血小板が少なくなると、自然に鼻血が出やすくなったり、軽くぶつけただけで皮下出血を起こしてあざができたりします。では、血小板を健康に維持するためには、どんなことに気を付けていけばいいでしょうか?

必要な栄養素:ビタミンKや鉄分

血小板や止血のときに鍵となるのが、ビタミンKです。ビタミンKは「止血のビタミン」と呼ばれるように、血液凝固を助ける働きがあります。

ビタミンKを多く含む食品は、ブロッコリー、モロヘイヤ、ホウレンソウなどの緑葉野菜のほか、納豆、わかめ、海藻など。ビタミンKは脂溶性で熱にも強いため、油で炒めた料理で摂取するのがおすすめです。
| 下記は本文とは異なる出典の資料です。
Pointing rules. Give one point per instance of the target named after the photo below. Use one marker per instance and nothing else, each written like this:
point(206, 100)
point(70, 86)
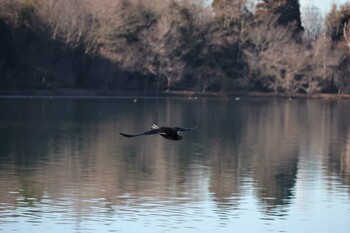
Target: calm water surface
point(252, 165)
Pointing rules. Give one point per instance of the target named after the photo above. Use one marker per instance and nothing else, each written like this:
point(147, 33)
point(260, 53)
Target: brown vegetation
point(172, 45)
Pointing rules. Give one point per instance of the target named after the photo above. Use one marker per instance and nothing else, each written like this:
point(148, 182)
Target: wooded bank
point(167, 45)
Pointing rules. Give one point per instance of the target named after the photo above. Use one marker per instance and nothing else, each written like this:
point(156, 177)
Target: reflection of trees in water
point(338, 160)
point(238, 144)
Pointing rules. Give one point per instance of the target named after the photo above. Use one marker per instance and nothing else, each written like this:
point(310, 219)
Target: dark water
point(251, 166)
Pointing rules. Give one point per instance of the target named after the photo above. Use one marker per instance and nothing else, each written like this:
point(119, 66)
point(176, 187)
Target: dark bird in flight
point(171, 133)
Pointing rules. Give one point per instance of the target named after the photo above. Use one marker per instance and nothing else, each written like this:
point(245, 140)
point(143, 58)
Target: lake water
point(253, 165)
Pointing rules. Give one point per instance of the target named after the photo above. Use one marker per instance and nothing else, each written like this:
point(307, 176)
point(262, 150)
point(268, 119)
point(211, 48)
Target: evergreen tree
point(288, 12)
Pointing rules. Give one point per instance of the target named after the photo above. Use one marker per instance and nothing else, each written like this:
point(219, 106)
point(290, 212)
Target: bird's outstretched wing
point(150, 132)
point(178, 129)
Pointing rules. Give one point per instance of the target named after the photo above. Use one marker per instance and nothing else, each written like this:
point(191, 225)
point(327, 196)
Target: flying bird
point(171, 133)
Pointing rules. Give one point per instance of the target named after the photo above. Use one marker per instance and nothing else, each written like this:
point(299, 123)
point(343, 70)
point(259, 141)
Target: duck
point(170, 133)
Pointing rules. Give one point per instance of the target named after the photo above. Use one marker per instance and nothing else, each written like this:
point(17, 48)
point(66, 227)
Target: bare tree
point(313, 21)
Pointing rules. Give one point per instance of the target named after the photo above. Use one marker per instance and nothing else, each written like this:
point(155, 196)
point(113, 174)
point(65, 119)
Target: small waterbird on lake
point(170, 133)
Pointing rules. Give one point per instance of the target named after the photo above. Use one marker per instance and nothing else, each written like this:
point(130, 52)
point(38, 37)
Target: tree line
point(163, 45)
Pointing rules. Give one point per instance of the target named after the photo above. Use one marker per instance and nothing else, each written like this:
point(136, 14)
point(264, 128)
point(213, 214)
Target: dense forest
point(164, 45)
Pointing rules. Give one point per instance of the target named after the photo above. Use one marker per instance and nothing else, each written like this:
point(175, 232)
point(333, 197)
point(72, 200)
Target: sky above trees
point(324, 5)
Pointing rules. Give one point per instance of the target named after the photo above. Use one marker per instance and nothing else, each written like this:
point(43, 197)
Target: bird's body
point(170, 133)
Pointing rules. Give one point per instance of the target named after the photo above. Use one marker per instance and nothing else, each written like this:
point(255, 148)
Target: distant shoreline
point(71, 92)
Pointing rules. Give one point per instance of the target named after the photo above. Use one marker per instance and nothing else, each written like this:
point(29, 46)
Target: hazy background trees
point(156, 45)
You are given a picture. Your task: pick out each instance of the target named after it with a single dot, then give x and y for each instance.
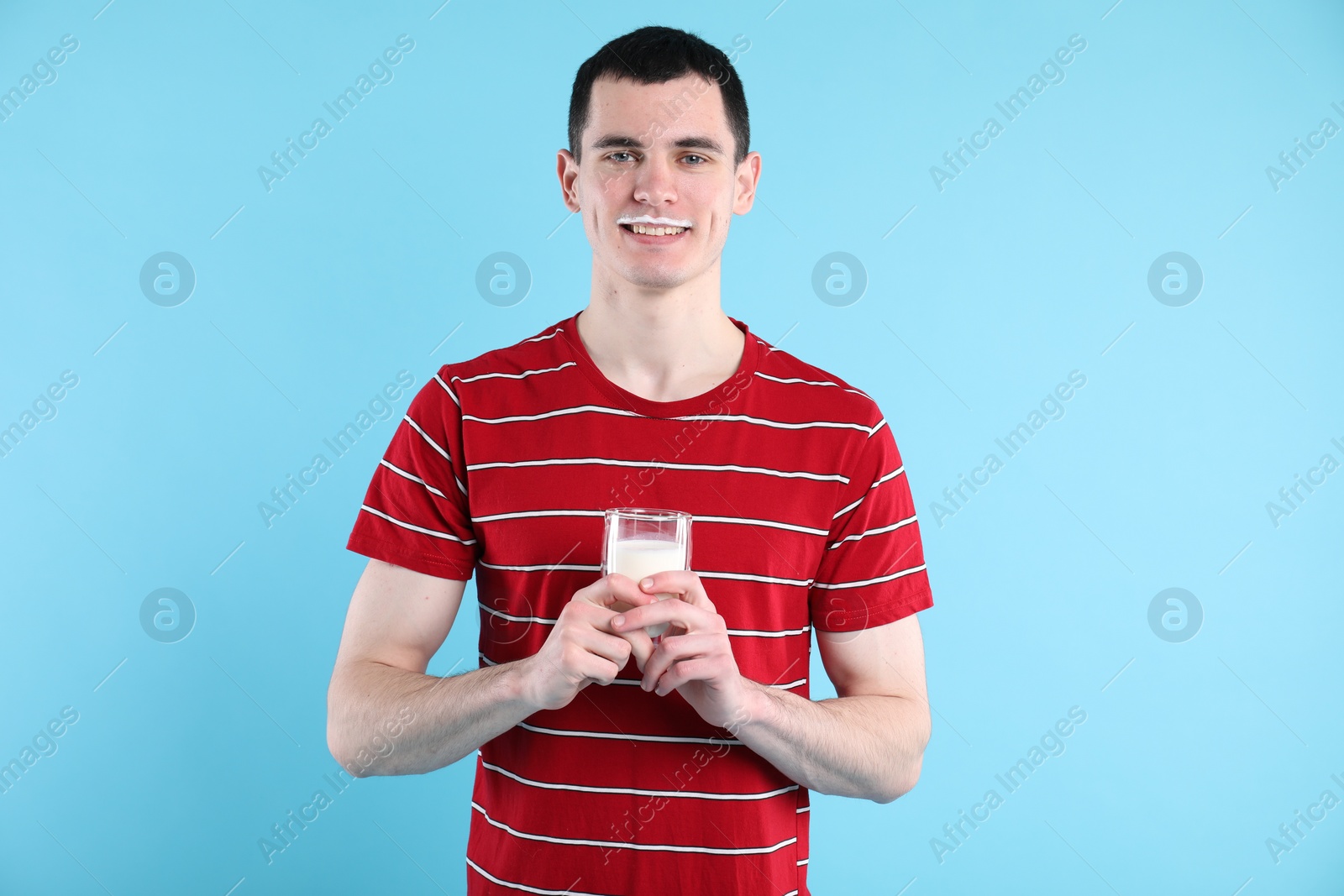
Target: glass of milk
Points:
(638, 542)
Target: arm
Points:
(385, 716)
(867, 741)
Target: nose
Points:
(654, 183)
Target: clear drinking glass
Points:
(638, 542)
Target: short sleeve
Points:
(416, 513)
(873, 570)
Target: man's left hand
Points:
(694, 656)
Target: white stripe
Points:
(739, 418)
(770, 524)
(885, 479)
(564, 411)
(417, 528)
(530, 889)
(413, 479)
(884, 578)
(867, 532)
(741, 633)
(531, 513)
(779, 425)
(780, 379)
(638, 681)
(448, 390)
(512, 618)
(602, 461)
(550, 567)
(636, 792)
(514, 376)
(754, 633)
(605, 735)
(585, 567)
(746, 577)
(617, 844)
(437, 448)
(538, 338)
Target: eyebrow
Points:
(618, 141)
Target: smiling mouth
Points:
(649, 230)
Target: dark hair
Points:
(655, 55)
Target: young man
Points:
(609, 763)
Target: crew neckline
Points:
(645, 407)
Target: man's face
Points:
(658, 156)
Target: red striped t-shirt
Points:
(803, 519)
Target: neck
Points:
(663, 345)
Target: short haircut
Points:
(654, 55)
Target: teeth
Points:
(656, 231)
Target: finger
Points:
(613, 589)
(689, 617)
(642, 647)
(685, 584)
(685, 672)
(598, 671)
(609, 647)
(672, 651)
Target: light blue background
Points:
(1030, 265)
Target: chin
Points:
(656, 278)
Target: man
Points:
(609, 763)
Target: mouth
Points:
(649, 234)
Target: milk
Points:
(642, 558)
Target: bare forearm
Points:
(860, 746)
(385, 720)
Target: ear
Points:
(748, 177)
(568, 170)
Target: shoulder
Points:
(797, 383)
(541, 351)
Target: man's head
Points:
(659, 136)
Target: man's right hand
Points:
(582, 649)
また血液には鉄分も大切。鉄分が不足しないように、レバー、大豆食品、緑黄色野菜、海藻などもぜひ積極的にとるといいでしょう。

血小板数の変動:増えたり減ったりする原因

血小板の数はいつも一定というわけではなく、多くなったり少なくなったり変動します。とくに女性の場合は、月経周期にあわせて血小板の数が変わります。これは生理によって、出血して鉄分も不足しやすくなることが原因。鉄が欠乏すると、血小板が増加することが起こります。

健康的な生活と血小板の関係

そしてやっぱり大切なのが、健康的な生活を送ること。ジャンクフードを避けて栄養バランスのとれた食事をとり、適度な運動も行って、質のいい睡眠をしっかりとれていれば、血液がサラサラになってからだのあらゆるところも健康的になれるもの。血液も理想的な状態になっていくと期待できます。

血小板は傷を治してくれる大切な存在

血小板という名前は耳にしたことがあっても、何をするものなのか知っている方は少ないかもしれません。でもこの記事を読んで、血小板の大切な働きを理解していただけたのではないでしょうか。

ふだん血が出ても、しばらくすると血がかたまってかさぶたができるのは、血小板という小さな存在のおかげだったんですね。毎日のように骨髄で大量に作られている血小板。そんな存在に感謝して、健康的な血をキープできるようにしましょう。